Baudrillard warns however, of the seductive pitfalls of this self-administered remedy:
But we should not be fooled by such talk of recuperation… We cannot but see this reflex of retreat as a regression; this sort of passion is an escapist one. No doubt objects do play a regulative role in everyday life… this is what lends them their ‘spiritual’ quality; this is what entitles us to speak of them as ‘our very own’. Yet this is equally what turns them into the site of a tenacious myth, the ideal site of a neurotic equilibrium.

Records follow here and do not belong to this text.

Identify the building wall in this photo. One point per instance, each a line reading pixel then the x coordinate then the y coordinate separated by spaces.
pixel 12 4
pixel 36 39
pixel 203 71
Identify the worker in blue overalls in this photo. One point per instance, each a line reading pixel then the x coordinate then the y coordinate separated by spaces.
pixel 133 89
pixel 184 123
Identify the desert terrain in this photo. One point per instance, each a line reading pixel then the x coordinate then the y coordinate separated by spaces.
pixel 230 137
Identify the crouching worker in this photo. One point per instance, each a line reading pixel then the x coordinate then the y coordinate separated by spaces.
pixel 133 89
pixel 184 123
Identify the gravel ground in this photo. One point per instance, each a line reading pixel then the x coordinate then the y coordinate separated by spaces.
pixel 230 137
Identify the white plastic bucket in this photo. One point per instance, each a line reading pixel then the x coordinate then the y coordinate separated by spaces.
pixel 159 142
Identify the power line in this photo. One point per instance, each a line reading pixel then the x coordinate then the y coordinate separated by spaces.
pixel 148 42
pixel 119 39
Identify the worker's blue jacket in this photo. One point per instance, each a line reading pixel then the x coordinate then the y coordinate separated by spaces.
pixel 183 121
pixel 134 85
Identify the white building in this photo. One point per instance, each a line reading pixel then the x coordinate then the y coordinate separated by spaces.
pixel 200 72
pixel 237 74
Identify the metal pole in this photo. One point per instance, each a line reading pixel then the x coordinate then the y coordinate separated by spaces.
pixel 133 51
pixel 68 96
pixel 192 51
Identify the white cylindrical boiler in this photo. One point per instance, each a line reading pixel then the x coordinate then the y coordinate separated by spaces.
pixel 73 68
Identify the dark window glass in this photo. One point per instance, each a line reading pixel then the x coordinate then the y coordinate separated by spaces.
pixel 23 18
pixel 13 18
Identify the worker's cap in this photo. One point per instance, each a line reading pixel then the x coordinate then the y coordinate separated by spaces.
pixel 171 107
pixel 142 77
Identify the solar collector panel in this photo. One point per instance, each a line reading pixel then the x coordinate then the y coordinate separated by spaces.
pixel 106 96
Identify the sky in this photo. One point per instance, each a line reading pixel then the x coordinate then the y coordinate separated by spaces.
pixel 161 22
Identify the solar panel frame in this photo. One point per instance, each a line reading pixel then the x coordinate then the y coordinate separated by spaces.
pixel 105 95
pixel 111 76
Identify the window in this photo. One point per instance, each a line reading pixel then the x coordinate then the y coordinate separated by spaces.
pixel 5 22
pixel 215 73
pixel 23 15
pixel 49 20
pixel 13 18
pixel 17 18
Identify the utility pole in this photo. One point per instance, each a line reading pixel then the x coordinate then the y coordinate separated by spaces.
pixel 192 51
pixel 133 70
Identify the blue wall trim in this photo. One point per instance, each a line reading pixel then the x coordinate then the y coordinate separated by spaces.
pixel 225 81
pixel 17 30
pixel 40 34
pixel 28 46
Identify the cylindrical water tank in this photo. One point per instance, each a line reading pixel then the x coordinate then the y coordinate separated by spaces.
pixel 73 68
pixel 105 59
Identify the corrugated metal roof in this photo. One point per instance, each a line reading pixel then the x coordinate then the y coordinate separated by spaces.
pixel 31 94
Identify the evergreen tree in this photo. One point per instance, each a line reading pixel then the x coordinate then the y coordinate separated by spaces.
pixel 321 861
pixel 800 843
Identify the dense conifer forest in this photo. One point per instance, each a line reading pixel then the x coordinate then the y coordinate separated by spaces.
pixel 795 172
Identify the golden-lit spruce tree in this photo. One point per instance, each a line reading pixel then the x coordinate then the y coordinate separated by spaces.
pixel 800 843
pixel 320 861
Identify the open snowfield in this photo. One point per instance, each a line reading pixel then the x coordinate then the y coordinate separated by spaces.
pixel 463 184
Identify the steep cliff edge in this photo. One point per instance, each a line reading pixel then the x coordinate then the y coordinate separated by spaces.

While therapeutic, the practice of identity projection through virtual proxy requires investing in a closed loop. The sensation of growth from time spent on that mental treadmill is ultimately illusory; your avatar may balloon in stature, hoard all within reach, but you remain unchanged. In our isolation, the illusion constructed by the virtual, while appealing, offers us a hollow prize. The social relationships which carry the potential to cause deep and lasting pain are still vital to undergo tangible growth. The tasks that can end in failure or embarrassment make our minds stronger in turn, and our identities more balanced and whole. This is more than a recommendation for tough love. We languish in the furnaces of daily life just as we deteriorate on the Elysian fields of virtual self-satisfaction. To survive, one must drink from many wells, and inure oneself to the poison of simple solutions and masochistic austerity in equal measure.